Michelin xc radial camping tyres.
215/70R 15C
Axle weights.
Front: 1500K
Rear: 1670K
Both are loaded ready to travel.
Gross vehicle weight : 3400K.

Any help you can give would be most appreciated.

Kind regards, Doey


----------



## camallison (Jul 15, 2009)

I have very similar loadings on the same tyres and was advised Front 4 Bar (59psi) and rear 4.25 bar (63psi), and so you aren't far out.

Colin


----------



## Wizzo (Dec 3, 2007)

Going by the Tyre Safe Booklet and calculating back, adding an extra 10% for the driven wheels (I am presuming fronts) gives 54psi all round.

I think I would go no higher than 60psi personally.

JohnW


----------



## rogerandveronica (Aug 11, 2008)

My tyre size is the same and my tyres are Michelin XC Camping 215/70 R15 CP 109 Q

My measured loadings are 1780kg (max allowed 1850) on front axle and 1920kg (2000 max allowed) on rear axle. Michelin Technical Department advised front 4.5 bar (65psi) and rear 4.0 bar (60psi). 

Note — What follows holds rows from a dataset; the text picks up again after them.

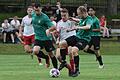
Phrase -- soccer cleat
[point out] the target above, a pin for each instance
(62, 65)
(70, 73)
(40, 64)
(75, 74)
(47, 62)
(101, 66)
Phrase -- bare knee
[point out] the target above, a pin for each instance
(36, 49)
(75, 51)
(63, 44)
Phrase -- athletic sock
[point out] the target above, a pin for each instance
(76, 61)
(39, 59)
(54, 62)
(41, 55)
(100, 60)
(63, 54)
(72, 65)
(90, 51)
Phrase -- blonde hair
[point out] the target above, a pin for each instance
(82, 9)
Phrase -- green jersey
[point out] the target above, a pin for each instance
(85, 34)
(40, 24)
(96, 25)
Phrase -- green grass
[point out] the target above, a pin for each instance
(107, 48)
(22, 67)
(16, 65)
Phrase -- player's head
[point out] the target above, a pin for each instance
(64, 14)
(81, 11)
(5, 21)
(15, 17)
(91, 11)
(37, 9)
(29, 10)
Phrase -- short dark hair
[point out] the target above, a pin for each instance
(37, 5)
(82, 9)
(64, 10)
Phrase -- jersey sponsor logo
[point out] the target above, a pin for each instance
(39, 21)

However, for sustained 70mph on motorways I run at 4.8 bar (70psi) all round and have found this reasonably comfortable for normal use at lower speeds. 

rogerandveronica


----------



## doey (May 11, 2008)

I do not understand why it varies so much. It appears that it depends on who you talk to at Michelin, the last guy i spoke to said 65psi front 80psi rear.
Thanks for the info.

regards doey


----------



## Wizzo (Dec 3, 2007)

doey said:


> I do not understand why it varies so much. It appears that it depends on who you talk to at Michelin, the last guy i spoke to said 65psi front 80psi rear.Thanks for the info.
> regards doey


From previous posts on here it seems that Michelin have changed their policy. They used to advise tyre pressures from given axle weights but now it seems they err on the side of caution and tell everyone to run at the maximum pressure for the rears. It is obviously safer from their point of view just in case the motorhome is loaded above what you have told them. It lessens their chances of being sued for giving wrong advice!

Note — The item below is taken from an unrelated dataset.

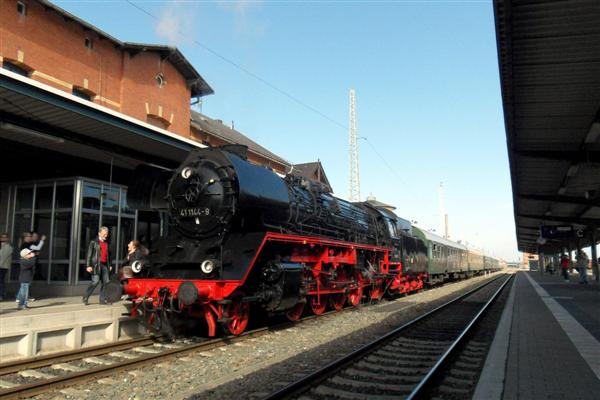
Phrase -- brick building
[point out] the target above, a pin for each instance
(151, 83)
(79, 110)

The Tyre Safe Booklet though only gives 58psi for the same tyres as you are running for an axle load of 1795kg. I would regard this as a true figure but the onus is really on you to be sure of your axle loadings.

JohnW


----------



## EJB (Aug 25, 2007)

My AT Tracker:-

Michelin Agilis Campers 215/70/15.

Fully loaded Front 1280 (Max 1650) 50PSI
Rear 1750 (Max 1750) 55PSI

Michelin advised pressures last year.

When on the road I do check tyre temperatures when we stop and never had more than 'warm'.


----------